The usable capacity is approximately 60TB (4 data disks equivalent, minus ZFS overhead).

SSD Caching Tiers

ZFS supports three SSD acceleration mechanisms that sit between RAM and the HDD array. Each serves a different purpose:

Special vdev (metadata mirror). ZFS metadata includes directory entries, file attributes, and block pointers. On a pure HDD pool, every ls or find operation requires seeking across spinning platters. A special vdev moves all metadata onto SSD, making directory operations effectively instant. I also enabled special_small_blocks=128K, which puts files smaller than 128K on the SSD as well. For a photo library, this means thumbnails, sidecar files (.xmp, .json), and small documents are served from SSD automatically.

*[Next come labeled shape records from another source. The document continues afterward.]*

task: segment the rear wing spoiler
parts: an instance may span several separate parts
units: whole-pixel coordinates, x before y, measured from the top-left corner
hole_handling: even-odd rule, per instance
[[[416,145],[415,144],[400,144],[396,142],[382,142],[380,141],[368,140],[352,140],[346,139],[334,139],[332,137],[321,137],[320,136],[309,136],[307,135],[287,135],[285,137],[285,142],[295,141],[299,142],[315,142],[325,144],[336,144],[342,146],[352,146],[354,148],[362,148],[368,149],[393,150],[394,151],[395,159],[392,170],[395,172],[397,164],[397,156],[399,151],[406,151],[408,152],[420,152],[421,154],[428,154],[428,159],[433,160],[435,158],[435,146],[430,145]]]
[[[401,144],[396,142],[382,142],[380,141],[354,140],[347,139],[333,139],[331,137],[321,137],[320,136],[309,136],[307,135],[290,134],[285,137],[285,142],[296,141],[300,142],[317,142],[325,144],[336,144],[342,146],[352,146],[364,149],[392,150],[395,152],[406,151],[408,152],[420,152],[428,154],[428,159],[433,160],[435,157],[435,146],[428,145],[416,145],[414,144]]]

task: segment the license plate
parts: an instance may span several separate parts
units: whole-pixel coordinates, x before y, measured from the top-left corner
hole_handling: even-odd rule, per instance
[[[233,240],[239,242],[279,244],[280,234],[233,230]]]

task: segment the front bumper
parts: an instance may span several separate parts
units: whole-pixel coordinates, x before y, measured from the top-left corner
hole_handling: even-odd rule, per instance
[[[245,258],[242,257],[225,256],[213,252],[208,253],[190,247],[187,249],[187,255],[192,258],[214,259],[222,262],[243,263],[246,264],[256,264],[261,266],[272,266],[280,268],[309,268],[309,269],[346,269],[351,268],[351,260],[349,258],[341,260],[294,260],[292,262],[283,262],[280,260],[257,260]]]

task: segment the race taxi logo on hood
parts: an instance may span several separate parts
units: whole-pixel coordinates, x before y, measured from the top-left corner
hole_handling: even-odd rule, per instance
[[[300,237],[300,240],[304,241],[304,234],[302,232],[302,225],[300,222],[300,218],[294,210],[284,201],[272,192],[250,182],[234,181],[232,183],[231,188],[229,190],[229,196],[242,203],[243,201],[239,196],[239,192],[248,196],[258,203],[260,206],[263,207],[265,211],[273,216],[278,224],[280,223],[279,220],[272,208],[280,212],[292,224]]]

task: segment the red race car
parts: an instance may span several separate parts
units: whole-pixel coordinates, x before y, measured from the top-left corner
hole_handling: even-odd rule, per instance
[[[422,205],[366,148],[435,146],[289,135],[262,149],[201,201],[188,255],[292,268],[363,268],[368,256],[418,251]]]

The special vdev must be mirrored because its loss would make the pool unrecoverable. The matched Sabrent Rocket pair (drives #1 and #2) was the obvious choice. Same model, same firmware, same wear level.

SLOG (Separate ZFS Intent Log). ZFS uses a write-ahead log (the ZIL) to guarantee that synchronous writes survive a crash. By default, the ZIL lives on the main pool (the HDDs). A SLOG moves the ZIL to a dedicated SSD, which accelerates synchronous write commits. This matters most for NFS (which defaults to sync writes) and less for Samba (which defaults to async). With 5 seconds of write buffering (the default zfs_txg_timeout), the SLOG only holds a few gigabytes of data at any moment.

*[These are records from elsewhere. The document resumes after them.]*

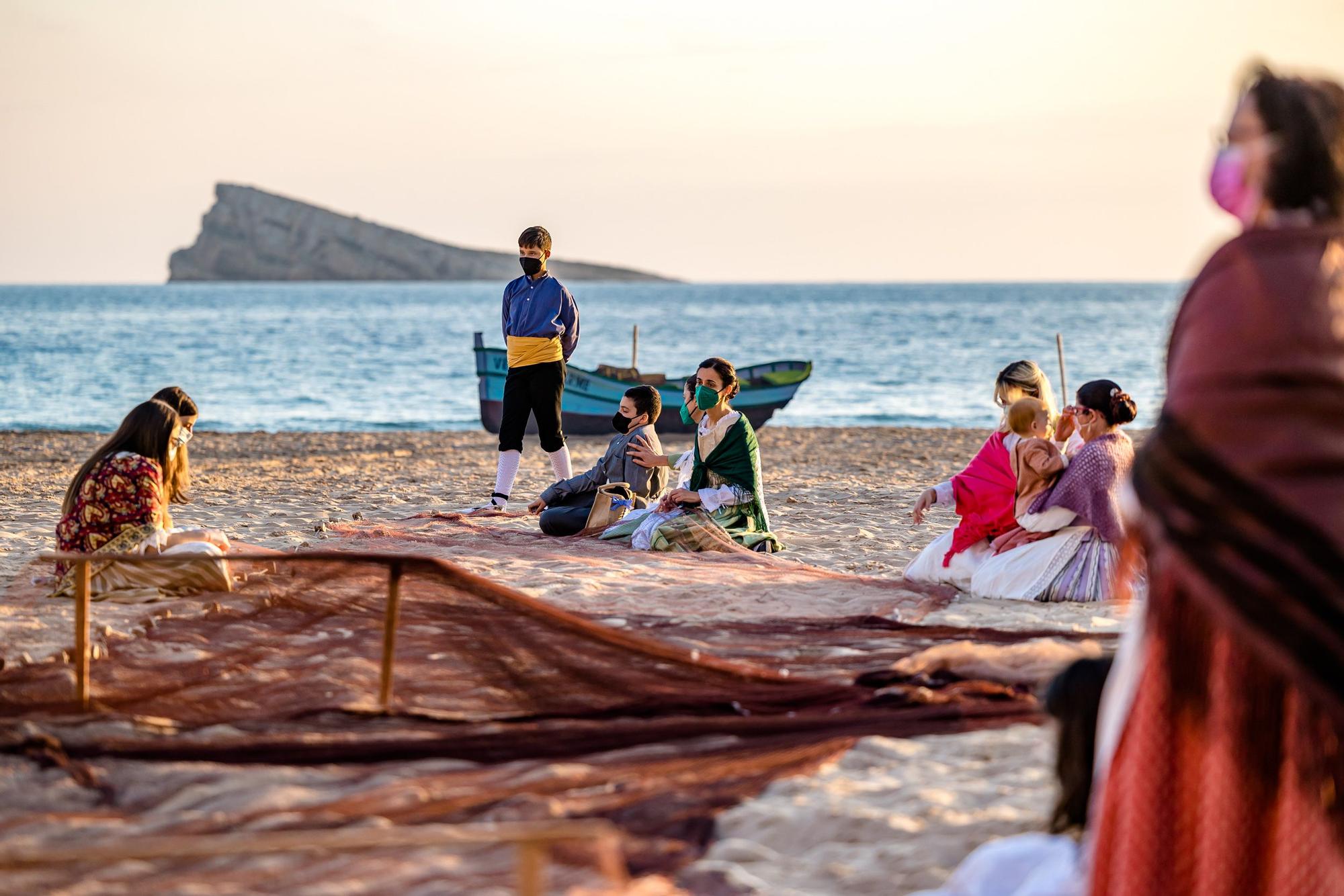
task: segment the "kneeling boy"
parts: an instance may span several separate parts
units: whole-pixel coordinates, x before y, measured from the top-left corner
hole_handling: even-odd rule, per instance
[[[636,437],[644,437],[653,446],[655,453],[661,453],[659,434],[653,431],[653,423],[663,412],[663,398],[652,386],[636,386],[625,392],[621,399],[621,410],[612,418],[616,429],[616,438],[606,447],[593,469],[578,476],[560,480],[551,488],[542,492],[542,497],[532,501],[527,509],[540,513],[542,532],[546,535],[577,535],[587,524],[589,512],[597,498],[598,488],[607,482],[629,482],[634,492],[634,505],[645,506],[650,500],[663,493],[667,485],[667,467],[640,466],[625,453],[626,446]]]

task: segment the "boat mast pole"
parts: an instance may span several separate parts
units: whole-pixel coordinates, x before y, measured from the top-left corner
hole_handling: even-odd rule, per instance
[[[1055,333],[1055,351],[1059,352],[1059,391],[1063,392],[1059,396],[1064,404],[1073,404],[1068,400],[1068,377],[1064,376],[1064,334]]]

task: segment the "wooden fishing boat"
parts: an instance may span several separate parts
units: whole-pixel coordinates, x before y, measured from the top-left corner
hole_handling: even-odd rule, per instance
[[[637,355],[632,361],[637,360]],[[694,371],[691,372],[694,375]],[[476,375],[481,390],[481,423],[489,433],[500,431],[504,411],[504,379],[508,376],[508,352],[488,348],[481,333],[476,333]],[[812,361],[770,361],[738,368],[742,391],[732,399],[732,407],[747,415],[751,426],[765,426],[775,411],[789,403],[798,387],[812,375]],[[691,433],[681,423],[677,408],[681,404],[681,384],[688,376],[668,377],[663,373],[644,373],[630,367],[598,365],[585,371],[569,365],[564,379],[564,399],[560,403],[560,424],[570,435],[607,435],[612,415],[621,404],[621,396],[632,386],[653,386],[663,396],[660,433]],[[528,433],[536,433],[536,420],[530,419]]]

The SK hynix 256GB (drive #5) handles this. 256GB is far more than needed, and at 5% wear it has decades of life left at this workload.

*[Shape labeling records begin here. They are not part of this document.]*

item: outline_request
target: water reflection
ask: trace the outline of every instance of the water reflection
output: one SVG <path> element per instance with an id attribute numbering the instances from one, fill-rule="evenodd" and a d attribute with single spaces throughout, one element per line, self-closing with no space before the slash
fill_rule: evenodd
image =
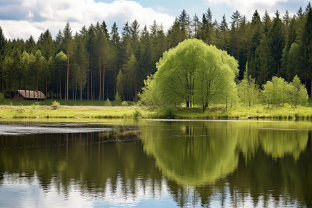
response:
<path id="1" fill-rule="evenodd" d="M 307 126 L 148 121 L 116 131 L 1 136 L 0 207 L 21 200 L 18 191 L 29 198 L 36 184 L 28 206 L 57 199 L 72 207 L 311 207 Z"/>

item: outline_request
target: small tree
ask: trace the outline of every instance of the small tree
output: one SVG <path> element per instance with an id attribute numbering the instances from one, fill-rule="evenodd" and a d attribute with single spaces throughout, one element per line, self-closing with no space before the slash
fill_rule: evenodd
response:
<path id="1" fill-rule="evenodd" d="M 293 107 L 297 108 L 300 104 L 306 102 L 309 98 L 308 92 L 297 75 L 293 78 L 293 82 L 291 83 L 290 85 L 291 104 Z"/>
<path id="2" fill-rule="evenodd" d="M 119 94 L 118 94 L 118 92 L 116 92 L 116 94 L 115 94 L 115 103 L 116 103 L 116 105 L 121 105 L 121 98 Z"/>
<path id="3" fill-rule="evenodd" d="M 259 97 L 259 86 L 256 83 L 256 79 L 251 75 L 248 76 L 248 63 L 244 72 L 244 78 L 237 86 L 239 98 L 241 102 L 248 106 L 252 106 L 257 103 Z"/>
<path id="4" fill-rule="evenodd" d="M 266 84 L 262 86 L 263 87 L 263 90 L 261 92 L 262 98 L 268 104 L 268 107 L 270 107 L 270 104 L 272 104 L 274 99 L 273 83 L 271 81 L 268 81 Z"/>

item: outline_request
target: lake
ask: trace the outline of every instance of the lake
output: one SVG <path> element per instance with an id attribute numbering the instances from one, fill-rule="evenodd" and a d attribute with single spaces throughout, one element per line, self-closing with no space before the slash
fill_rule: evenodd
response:
<path id="1" fill-rule="evenodd" d="M 0 207 L 312 207 L 312 122 L 0 123 Z"/>

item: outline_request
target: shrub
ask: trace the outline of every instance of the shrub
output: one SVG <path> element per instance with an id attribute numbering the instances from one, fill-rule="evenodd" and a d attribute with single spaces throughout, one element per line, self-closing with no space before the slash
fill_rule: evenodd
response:
<path id="1" fill-rule="evenodd" d="M 52 107 L 54 109 L 57 109 L 57 108 L 60 107 L 60 103 L 58 103 L 58 101 L 54 101 L 52 102 Z"/>
<path id="2" fill-rule="evenodd" d="M 128 106 L 128 102 L 127 101 L 123 101 L 121 103 L 121 105 L 122 106 Z"/>
<path id="3" fill-rule="evenodd" d="M 121 105 L 121 98 L 120 95 L 118 94 L 118 92 L 115 94 L 115 104 L 116 105 Z"/>
<path id="4" fill-rule="evenodd" d="M 142 114 L 141 114 L 141 112 L 139 112 L 139 110 L 138 110 L 137 109 L 135 110 L 135 112 L 133 113 L 133 116 L 135 118 L 139 118 L 141 117 L 142 116 Z"/>
<path id="5" fill-rule="evenodd" d="M 105 106 L 112 106 L 112 102 L 110 101 L 110 99 L 107 98 L 105 103 L 104 103 Z"/>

L2ARC (Level 2 Adaptive Replacement Cache). The ARC (in RAM) is the fastest cache layer. When the ARC is full and evicts data, the L2ARC catches it on SSD before it falls all the way back to HDD. This helps when repeatedly accessing the same data (browsing a photo album, rewatching videos, apps that scan metadata). It does not help for first-time sequential access (the data has to miss all caches and come from HDD regardless).

The solo Sabrent Rocket 1TB (drive #3, the ex-spare from my other server) provides 1TB of warm read cache.

Boot drive. The OS runs on the Crucial P1 1TB (drive #4) with a plain ext4 filesystem. The boot drive is deliberately kept separate from the ZFS pool and is treated as disposable. If Ubuntu breaks, reinstall it in ten minutes and reimport the pool with zpool import tank. All data survives because ZFS pool metadata lives on the pool’s own devices, not on the OS drive.

The final SSD role assignment:

Role Drive Size
Special vdev (mirror) Sabrent Rocket pair (#1 + #2) 2x 1TB
SLOG SK hynix BC711 (#5) 256GB
L2ARC Sabrent Rocket (#3) 1TB
Boot (ext4) Crucial P1 (#4) 1TB

All five drives are M.2 NVMe. The X399 Aorus Gaming 7 has three on-board M.2 slots (M2M, M2Q, M2P), all connected directly to the CPU’s PCIe 3.0 lanes with no SATA lane conflicts. With three additional PCIe M.2 adapter cards in the full-size PCIe slots (also CPU-direct), there are six NVMe slots available. The only placement preference is putting the SLOG in an on-board M.2 slot for marginally lower latency, though in practice the difference between on-board and adapter is unmeasurable.

Bringing It Online

The pool came up first try on Ubuntu 25.10, which ships ZFS 2.3.4 in standard repos (no PPA needed). Burn-in confirmed the design: ~274 MB/s sustained sequential writes across the RAIDZ2, with iostat showing each tier carrying its share — HDDs evenly loaded, the Sabrent mirror tracking metadata in lockstep, the SK hynix absorbing sync traffic on its own, and the L2ARC populating on repeated reads. First scrub clean, zero errors.

Every drive in the build arrived with a prior life — two HDDs from my previous server’s backup pool, four from spare inventory, the matched Sabrent pair retired from an earlier RAID setup, a laptop OEM pull, and two factory-flagged Samsungs set aside. None of it is new, but each drive ended up in the role its wear, size, and silicon were best suited for: TLC for the irreplaceable metadata mirror, lightly-used silicon for the SLOG, the largest spare for read cache, and the QLC for the disposable boot role.